Improv won’t help slow the progress of the disease or reduce its effects (at least we don’t have any evidence that it does), but as long as we don’t have a cure for Alzheimer’s, the best thing caregivers and loved ones can do is work to make every day someone lives with the disease as good as it can be, in spite of the difficulties. Researchers have found evidence that improv does actually help with that.
How It’s Useful to Caregivers
Speaking of living with the disease, patients aren’t the only ones dealing with the symptoms of Alzheimer’s every single day. Caregivers and other loved ones are challenged on a regular basis with situations that are hard to manage effectively. Over time, caregivers learn tips and techniques for responding to their loved ones’ confusion and fits in ways that (hopefully) manage to minimize how upset their loved one becomes each time, and that help keep the task of caregiving from becoming too overwhelming and draining.
But getting to that point is hard. For most caregivers, it will feel like a nearly constant uphill battle. One woman with prior experience in improv, once she was tasked with taking care of her mother after an Alzheimer’s diagnosis, realized she could put the skills she’d learned from her improv comedy experience to use in communicating with her mom.
In an interview on This American Life, Karen Stobbe describes how being an improv comedian equips you with a lot of practice stepping into someone else’s world and figuring out how to play along – something many caregivers realize (often slowly and after much difficulty) helps make conversations with a loved one who has dementia much easier and more pleasant for all involved.

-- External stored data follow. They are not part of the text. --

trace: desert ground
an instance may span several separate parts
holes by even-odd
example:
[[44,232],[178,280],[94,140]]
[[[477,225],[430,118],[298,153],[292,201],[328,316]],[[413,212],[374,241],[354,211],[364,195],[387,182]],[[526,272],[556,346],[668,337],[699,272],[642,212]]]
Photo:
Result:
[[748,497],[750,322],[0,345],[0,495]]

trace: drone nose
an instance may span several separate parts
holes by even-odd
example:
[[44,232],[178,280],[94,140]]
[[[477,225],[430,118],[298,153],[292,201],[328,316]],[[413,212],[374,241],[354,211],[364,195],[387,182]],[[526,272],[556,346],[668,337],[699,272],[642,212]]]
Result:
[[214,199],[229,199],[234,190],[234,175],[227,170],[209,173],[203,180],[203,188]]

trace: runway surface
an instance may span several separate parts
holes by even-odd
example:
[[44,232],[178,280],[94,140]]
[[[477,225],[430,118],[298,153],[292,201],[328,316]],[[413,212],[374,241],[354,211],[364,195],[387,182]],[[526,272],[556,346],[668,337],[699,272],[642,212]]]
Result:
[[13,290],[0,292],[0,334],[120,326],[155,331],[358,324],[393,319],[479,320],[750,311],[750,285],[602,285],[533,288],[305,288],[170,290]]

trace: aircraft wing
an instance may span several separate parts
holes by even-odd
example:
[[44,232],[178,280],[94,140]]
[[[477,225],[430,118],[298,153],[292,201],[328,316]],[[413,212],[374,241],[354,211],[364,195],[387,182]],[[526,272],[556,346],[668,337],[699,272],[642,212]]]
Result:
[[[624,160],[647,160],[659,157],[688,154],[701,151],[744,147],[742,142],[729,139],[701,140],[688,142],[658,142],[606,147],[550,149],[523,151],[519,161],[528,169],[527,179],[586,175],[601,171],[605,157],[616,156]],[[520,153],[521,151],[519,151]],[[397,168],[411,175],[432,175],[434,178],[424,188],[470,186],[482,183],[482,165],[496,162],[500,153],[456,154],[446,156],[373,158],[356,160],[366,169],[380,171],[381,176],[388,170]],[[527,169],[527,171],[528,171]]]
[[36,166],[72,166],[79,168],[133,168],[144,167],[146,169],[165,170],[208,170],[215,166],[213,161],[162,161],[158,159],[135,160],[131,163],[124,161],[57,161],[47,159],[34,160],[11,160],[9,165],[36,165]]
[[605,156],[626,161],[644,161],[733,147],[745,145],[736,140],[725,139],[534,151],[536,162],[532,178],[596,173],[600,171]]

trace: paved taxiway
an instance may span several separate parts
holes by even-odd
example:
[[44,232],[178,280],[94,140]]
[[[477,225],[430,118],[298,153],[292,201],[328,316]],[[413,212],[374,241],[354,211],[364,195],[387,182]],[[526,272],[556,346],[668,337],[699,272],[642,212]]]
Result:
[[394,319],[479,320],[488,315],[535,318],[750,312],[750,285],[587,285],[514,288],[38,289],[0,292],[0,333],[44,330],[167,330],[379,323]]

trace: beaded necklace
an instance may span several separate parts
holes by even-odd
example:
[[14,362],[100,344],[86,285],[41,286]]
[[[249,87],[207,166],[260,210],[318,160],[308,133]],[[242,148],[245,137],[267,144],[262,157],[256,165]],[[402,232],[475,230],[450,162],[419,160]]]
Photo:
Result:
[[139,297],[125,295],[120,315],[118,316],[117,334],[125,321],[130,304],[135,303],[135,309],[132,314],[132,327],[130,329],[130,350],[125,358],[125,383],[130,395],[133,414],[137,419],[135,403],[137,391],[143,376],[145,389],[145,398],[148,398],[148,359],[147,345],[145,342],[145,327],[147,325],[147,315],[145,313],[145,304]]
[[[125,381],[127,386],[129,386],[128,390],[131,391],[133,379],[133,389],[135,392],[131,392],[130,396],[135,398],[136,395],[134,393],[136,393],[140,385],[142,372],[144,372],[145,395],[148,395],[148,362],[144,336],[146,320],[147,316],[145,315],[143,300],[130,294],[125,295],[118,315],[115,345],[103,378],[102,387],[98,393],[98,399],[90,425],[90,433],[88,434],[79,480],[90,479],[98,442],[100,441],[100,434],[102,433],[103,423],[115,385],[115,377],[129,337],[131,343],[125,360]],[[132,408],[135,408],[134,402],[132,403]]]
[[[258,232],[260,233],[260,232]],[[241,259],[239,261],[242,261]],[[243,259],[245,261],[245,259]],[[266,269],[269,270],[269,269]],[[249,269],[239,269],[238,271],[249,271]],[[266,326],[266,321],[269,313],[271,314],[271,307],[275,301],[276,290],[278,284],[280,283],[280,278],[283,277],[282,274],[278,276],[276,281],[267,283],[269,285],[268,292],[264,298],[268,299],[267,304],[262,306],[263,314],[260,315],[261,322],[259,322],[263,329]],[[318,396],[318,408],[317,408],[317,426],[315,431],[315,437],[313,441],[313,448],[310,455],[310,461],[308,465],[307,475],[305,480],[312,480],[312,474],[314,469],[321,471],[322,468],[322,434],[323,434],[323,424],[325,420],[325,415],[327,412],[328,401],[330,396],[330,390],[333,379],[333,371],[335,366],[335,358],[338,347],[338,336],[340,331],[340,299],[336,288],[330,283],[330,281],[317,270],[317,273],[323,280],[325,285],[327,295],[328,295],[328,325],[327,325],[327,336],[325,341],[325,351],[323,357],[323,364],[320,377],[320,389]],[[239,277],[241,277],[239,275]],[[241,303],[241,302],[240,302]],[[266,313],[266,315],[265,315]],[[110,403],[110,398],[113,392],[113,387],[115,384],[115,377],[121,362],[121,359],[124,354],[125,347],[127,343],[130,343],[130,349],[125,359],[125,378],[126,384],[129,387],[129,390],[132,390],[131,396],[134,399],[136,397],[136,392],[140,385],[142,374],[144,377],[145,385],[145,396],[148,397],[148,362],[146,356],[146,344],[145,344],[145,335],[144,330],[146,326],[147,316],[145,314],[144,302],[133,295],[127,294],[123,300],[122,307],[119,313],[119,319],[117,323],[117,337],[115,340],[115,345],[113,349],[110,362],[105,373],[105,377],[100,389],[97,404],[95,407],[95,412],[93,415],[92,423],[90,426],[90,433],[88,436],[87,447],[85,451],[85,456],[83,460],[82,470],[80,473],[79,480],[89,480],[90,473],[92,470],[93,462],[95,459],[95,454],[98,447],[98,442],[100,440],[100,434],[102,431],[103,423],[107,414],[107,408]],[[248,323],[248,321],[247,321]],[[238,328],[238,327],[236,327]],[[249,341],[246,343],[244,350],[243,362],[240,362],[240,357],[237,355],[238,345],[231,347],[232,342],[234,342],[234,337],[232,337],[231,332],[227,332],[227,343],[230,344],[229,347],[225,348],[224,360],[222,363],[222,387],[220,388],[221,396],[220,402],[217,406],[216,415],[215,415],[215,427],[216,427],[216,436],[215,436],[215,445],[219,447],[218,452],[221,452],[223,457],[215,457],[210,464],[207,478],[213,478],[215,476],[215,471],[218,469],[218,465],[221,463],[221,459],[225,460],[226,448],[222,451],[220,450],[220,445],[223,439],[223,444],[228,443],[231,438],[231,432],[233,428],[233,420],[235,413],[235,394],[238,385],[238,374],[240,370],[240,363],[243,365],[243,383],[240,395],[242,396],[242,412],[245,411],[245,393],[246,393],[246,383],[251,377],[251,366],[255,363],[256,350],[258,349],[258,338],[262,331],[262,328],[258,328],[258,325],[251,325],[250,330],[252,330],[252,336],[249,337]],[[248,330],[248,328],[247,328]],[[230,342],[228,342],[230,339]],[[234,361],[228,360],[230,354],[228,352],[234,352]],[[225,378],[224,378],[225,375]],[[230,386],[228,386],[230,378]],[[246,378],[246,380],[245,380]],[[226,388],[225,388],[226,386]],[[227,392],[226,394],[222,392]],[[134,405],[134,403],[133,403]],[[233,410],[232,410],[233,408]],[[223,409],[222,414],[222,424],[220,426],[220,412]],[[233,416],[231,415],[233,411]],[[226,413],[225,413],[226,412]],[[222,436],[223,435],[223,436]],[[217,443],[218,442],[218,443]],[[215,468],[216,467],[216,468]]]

Click play to listen to the interview:
When your loved one mentions siblings that aren’t around anymore, you don’t have to say “actually Charlie passed a few years ago” – it’s better to instead play along, “I think your brother’s busy today, why don’t we go to the park instead?”
When your loved one is living within a world of memories, reminding them someone they love has passed means they either experience the grief all over again, they’ll think you’re lying to them, or they’ll think you’re calling them a liar. All of those are eventualities that make an already fraught moment worse. If you instead use the moment to start a conversation about whatever’s on their mind, you can nudge them away from the frustration and distract them from whatever they felt they needed to do to begin with.
Some people may feel a little uncomfortable with this at first, as if you’re being dishonest with your loved one. Over time you’ll realize that talking to them this way creates a better experience for both them and you, which will ultimately make the approach feel more moral than hitting them with difficult (old) news over and over again.
How to Get Started
If you’re a caregiver or staff member at a memory care facility, you can review the tips and resources on Karen’s website In the Moment to help you incorporate improv principles into your dealings with an Alzheimer’s patient.
If you think improv would be a great experience for your loved one, it may take a little work to get them started. Some cities already have improv troupes for seniors with dementia, so try doing some web searches to see if anything turns up in your area. If there’s not one already, you can see about putting one together.
If your loved one is currently in an assisted living or nursing home, talk to the staff about bringing in an improv troupe to work with the seniors and ask around town to find one that’s interested in helping out. If they still live at home or with you, you might still tap into the local assisted living homes for a potential interested community that can try out improv with your loved one.
Improv won’t remove the challenges that come with living with dementia, or with living with someone with dementia, but it can help make days a little easier and more enjoyable for each of you. That alone makes it worth trying.